30 Ocak 2012 Pazartesi

perfect sense

Eğer 5 duyunuzdan bir tanesini seçmek ve diğerlerinden feragat etmek zorunda kalsaydınız, hangisini seçerdiniz?

* yazının devamı spoiler içeriyor, başlık filmin adı, aman deyim*

Bugün izlediğim bir film beni yerle bir etti, üzdü, endişelendirdi. Evet bugün izlediğim bir film beni çokça düşündürdü.
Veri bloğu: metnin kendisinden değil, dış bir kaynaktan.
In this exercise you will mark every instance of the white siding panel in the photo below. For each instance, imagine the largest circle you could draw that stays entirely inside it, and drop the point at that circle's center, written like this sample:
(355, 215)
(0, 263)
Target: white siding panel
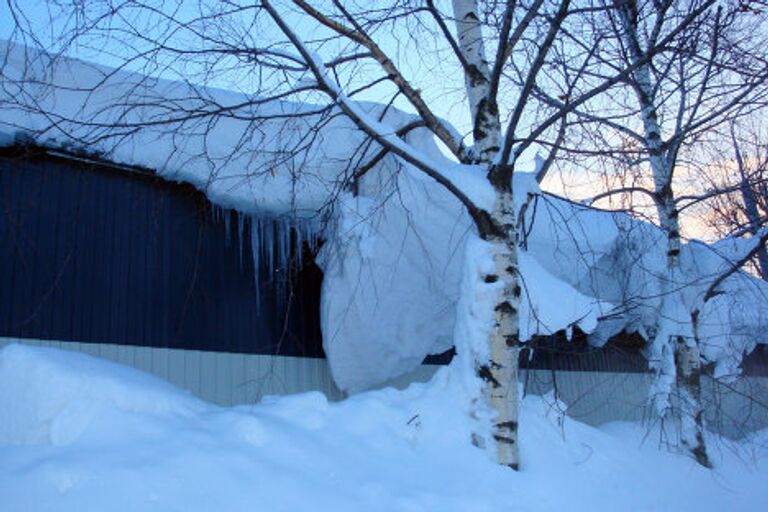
(592, 397)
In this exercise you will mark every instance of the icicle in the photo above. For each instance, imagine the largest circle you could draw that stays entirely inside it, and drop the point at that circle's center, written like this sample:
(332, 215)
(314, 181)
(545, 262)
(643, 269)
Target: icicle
(255, 249)
(240, 232)
(227, 214)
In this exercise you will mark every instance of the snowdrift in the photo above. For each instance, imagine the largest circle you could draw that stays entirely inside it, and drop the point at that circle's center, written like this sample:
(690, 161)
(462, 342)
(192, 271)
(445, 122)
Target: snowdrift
(394, 255)
(86, 435)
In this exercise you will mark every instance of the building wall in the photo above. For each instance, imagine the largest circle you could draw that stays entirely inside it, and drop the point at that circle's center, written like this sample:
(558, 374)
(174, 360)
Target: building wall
(97, 255)
(218, 377)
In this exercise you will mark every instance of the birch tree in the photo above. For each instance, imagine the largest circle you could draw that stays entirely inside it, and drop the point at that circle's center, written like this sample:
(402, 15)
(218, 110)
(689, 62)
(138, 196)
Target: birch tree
(517, 65)
(711, 73)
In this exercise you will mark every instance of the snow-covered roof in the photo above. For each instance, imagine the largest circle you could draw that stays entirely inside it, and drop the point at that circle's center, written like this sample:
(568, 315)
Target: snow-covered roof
(395, 253)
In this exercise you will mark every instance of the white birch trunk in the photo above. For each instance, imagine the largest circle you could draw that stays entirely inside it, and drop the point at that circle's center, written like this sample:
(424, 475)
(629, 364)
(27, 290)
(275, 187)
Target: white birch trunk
(486, 124)
(687, 367)
(501, 374)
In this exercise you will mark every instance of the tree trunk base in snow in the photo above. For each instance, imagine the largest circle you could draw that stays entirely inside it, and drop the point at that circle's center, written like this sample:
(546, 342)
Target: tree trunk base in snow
(688, 376)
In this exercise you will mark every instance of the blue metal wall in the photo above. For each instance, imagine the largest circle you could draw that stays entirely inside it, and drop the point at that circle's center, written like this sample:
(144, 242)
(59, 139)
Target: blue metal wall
(93, 254)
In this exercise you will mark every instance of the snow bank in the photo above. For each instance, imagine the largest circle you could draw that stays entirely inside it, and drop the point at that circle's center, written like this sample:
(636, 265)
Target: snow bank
(147, 447)
(394, 256)
(51, 396)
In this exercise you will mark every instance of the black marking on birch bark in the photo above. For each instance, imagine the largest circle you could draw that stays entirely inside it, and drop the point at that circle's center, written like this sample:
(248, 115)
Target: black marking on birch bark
(476, 78)
(485, 373)
(506, 308)
(663, 193)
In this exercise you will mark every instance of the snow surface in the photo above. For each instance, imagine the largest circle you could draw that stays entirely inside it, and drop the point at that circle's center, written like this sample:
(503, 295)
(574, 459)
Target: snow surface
(394, 255)
(87, 435)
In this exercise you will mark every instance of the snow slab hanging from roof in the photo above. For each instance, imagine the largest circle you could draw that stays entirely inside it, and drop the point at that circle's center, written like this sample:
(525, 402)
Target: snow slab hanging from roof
(395, 254)
(255, 157)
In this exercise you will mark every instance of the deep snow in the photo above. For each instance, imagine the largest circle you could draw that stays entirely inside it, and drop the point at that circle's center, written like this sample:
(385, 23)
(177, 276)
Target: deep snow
(394, 256)
(80, 434)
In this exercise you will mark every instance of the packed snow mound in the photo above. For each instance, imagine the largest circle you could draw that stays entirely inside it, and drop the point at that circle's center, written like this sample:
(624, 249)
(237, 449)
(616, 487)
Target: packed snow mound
(51, 396)
(395, 253)
(401, 451)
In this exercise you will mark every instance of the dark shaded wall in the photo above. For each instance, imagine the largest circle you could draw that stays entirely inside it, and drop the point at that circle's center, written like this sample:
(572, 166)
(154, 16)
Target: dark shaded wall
(93, 254)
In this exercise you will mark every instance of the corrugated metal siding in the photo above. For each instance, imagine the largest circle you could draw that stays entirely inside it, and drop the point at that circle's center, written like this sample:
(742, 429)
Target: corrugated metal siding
(217, 377)
(95, 255)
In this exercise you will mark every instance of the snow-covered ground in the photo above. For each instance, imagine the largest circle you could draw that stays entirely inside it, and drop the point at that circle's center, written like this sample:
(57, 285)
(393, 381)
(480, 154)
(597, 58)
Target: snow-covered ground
(81, 434)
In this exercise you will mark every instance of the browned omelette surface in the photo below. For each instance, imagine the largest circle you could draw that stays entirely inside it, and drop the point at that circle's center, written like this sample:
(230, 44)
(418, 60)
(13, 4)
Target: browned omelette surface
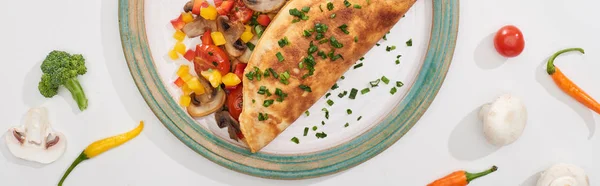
(366, 25)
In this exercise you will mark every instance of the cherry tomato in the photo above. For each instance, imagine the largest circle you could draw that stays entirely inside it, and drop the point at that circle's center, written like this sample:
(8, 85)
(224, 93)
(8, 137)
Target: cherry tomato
(509, 41)
(206, 39)
(234, 102)
(224, 7)
(241, 12)
(263, 19)
(215, 56)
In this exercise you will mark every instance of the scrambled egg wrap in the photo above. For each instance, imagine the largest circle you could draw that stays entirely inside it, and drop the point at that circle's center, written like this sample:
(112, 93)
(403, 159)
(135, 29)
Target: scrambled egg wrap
(367, 22)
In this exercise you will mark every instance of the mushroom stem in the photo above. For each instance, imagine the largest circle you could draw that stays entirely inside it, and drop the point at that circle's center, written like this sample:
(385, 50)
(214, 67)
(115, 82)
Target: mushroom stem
(472, 176)
(80, 158)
Şöyle ki, bulaşıcı bir hastalık sonucu insanların koku alma yetileri kayboluyor. Başta korkutucu gibi gelen bu duruma bir süre sonra uyum sağlamaya çalışıyorlar, yemekleri daha baharatlı, daha tatlı, daha acı yaparak.
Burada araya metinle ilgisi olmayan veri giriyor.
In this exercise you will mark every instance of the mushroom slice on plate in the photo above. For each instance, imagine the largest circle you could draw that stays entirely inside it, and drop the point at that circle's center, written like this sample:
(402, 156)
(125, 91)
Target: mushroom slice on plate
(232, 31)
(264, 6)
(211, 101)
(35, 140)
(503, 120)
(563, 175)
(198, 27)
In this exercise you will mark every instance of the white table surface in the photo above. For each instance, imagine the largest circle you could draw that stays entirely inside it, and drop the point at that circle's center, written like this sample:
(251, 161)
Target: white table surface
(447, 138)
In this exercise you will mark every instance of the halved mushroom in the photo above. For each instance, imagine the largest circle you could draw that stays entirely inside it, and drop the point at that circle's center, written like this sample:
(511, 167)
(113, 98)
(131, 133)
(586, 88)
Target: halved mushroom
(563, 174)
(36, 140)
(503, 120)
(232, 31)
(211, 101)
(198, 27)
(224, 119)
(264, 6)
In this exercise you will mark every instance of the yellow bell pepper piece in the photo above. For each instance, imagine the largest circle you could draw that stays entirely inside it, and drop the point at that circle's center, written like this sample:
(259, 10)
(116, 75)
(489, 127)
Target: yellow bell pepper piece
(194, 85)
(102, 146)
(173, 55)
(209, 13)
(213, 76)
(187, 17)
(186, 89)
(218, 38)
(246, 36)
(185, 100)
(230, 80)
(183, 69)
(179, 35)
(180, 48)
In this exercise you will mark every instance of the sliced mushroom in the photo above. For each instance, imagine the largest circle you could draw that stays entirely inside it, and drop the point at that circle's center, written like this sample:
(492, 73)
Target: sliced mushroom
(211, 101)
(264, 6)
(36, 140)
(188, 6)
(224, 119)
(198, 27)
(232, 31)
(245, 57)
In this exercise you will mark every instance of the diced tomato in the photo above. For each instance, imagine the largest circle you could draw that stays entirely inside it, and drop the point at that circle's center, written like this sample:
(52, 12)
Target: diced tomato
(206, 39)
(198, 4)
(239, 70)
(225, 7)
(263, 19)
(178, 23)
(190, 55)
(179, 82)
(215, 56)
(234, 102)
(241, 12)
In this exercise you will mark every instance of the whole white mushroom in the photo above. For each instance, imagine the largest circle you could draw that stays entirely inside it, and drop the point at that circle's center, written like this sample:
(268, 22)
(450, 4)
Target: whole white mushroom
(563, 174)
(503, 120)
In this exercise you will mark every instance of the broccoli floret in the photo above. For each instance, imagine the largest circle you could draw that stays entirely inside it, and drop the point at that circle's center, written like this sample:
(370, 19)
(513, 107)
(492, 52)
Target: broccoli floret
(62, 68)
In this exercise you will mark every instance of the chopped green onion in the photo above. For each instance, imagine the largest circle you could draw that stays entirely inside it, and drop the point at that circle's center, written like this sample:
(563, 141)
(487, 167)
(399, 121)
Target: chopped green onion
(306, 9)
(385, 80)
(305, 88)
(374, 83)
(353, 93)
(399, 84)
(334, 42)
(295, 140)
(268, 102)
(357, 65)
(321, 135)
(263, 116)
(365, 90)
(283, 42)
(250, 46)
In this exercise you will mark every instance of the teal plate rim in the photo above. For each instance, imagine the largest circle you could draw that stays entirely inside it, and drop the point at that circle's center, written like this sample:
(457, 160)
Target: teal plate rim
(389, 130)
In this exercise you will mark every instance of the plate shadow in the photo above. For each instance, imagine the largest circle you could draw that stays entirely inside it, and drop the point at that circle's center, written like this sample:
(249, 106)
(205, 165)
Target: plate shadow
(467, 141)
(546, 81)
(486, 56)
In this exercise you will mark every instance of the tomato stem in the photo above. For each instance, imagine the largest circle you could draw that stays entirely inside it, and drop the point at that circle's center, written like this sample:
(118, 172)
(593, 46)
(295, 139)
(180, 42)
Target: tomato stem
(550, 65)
Sonrasında, tat alma duyuları köreliyor. Bir durum düşünün ki, sindirebildiğiniz herşey artık sizin için standart algıda. Tatsızsınız evet, sosyal hayatınız da tatsız. Sevgiliyle çıkılan şarap eşliğindeki romantik akşam yemekleri, masanın üzerindeki bir demet çiçek artık hiçbir şey ifade etmez size, edemez. Hayvansal bir içgüdüyle sadece doymak için yiyorsunuz, çünkü bir süre sonra yemeklerin tadı da unutulmaya başlanıyor. İnsanlık azimli, ilk şoktan sonra herşeye uyum sağlamışız bunun da üstesinden geliriz demeyi tercih ediyor. Sabunla pasta, pamukla cips bir şekilde ayırt edilmeli birbirinden değil mi? Böylelikle romantik akşam yemeklerinde önemli olan şarap kadehinin çıkardığı sese, ekmeğin koparılırken elde çıtır çıtır ufalanır bir his bırakmasına veya pasta kremasına verilen şekle dönüşüyor. İnsanla hayvanın farklılığını burada görüyoruz, insanlar sadece doymak değil, doyduğundan tatmin olmak istiyor.
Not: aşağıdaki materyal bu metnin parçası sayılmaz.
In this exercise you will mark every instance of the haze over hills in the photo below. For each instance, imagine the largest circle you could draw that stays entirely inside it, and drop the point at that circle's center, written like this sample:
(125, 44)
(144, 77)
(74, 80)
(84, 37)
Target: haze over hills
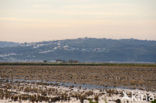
(81, 49)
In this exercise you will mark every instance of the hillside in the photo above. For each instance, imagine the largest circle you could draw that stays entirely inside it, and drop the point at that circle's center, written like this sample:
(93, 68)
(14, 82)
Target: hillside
(81, 49)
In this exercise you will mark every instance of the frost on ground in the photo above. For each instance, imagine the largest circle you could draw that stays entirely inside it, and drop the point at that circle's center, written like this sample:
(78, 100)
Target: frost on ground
(39, 92)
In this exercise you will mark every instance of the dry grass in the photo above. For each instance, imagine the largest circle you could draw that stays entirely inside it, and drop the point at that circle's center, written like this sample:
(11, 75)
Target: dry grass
(133, 77)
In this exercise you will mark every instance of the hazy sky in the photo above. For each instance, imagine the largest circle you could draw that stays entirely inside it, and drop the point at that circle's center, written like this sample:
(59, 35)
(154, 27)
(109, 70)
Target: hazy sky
(38, 20)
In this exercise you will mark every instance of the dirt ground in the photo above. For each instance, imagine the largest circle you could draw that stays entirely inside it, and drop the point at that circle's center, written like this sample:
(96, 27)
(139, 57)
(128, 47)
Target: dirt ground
(119, 76)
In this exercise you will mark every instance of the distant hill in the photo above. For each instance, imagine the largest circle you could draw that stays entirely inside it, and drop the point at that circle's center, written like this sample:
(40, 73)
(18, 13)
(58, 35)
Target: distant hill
(81, 49)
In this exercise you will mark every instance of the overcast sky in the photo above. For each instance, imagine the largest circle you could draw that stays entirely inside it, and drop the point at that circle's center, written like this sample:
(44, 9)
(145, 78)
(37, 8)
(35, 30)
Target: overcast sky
(38, 20)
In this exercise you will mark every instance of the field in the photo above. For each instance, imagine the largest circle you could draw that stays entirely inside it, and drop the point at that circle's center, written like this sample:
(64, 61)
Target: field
(98, 77)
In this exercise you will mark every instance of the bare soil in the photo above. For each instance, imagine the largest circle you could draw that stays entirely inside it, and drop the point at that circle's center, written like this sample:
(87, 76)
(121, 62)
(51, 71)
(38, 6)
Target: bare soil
(119, 76)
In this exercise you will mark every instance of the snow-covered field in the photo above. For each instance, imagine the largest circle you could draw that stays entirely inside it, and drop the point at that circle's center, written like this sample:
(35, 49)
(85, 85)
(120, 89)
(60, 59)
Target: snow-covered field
(38, 92)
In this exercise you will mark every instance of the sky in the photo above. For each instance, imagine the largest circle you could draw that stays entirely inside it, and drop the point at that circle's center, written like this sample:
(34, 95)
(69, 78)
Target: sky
(41, 20)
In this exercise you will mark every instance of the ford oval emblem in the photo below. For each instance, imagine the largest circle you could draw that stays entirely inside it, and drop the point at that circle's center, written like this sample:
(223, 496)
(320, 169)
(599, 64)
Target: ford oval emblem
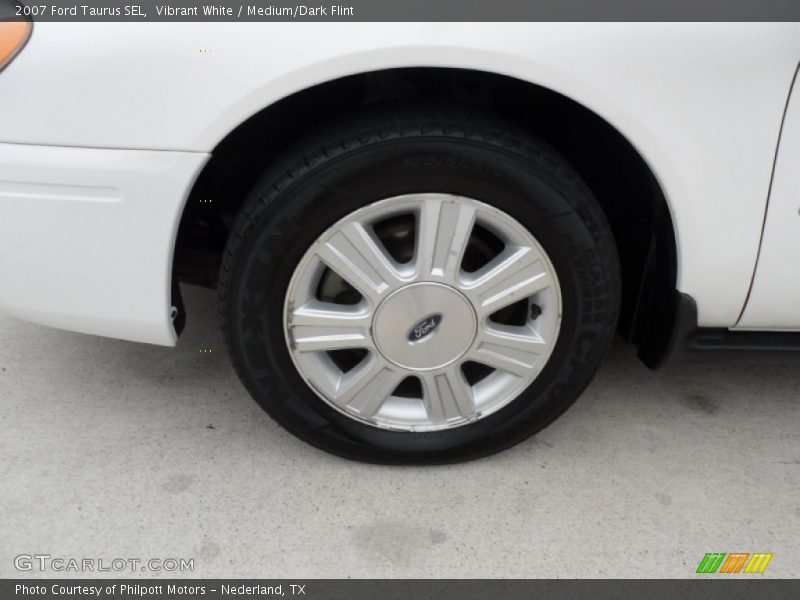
(424, 328)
Film ilerledikçe, sesin de yavaş yavaş kaybolmaya başlayacağını anlıyor, huzursuz oluyoruz. İnsanlar dünyanın sonunun geldiğini düşünüp etrafı yağmalamaya başlıyorlar, restoran sahipleri "satabileceğimiz tek şey un ve yağ!" diyerek kepenk indiriyorlar. "Ses"i yitirenler karantinaya alınsa da bir süre sonra ses dünyadan yok oluyor. İşitsel bir karanlık, müzik yok, telefon konuşması yok, araba kornası yok. Basitçe, yok. Alışmalı fakat kim o alışmak isteyen diye sormak lazım? Alışmak demek sevdiklerinin sesini hatırlayamamak, arabesk müziğe tahammül edemeyen pek rafine zevklere sahip kulağının onu bile hafızasında tutamaması demek. Yeni bir süreç. Sosyal bir açlıkla adeta kanlı bir parça et arayan kaplan gibi barlara gidiyor, delicesine davul ve bateri çalınan kapalı ortamlara gidiyorsunuz Ellerinizle masalara tutunup sahnedekiler zıplarken masa nasıl titriyor anlamak, tatmak, koklamak, duymak istiyorsunuz. Masa ne kadar titriyorsa, müzik o kadar iyi artık.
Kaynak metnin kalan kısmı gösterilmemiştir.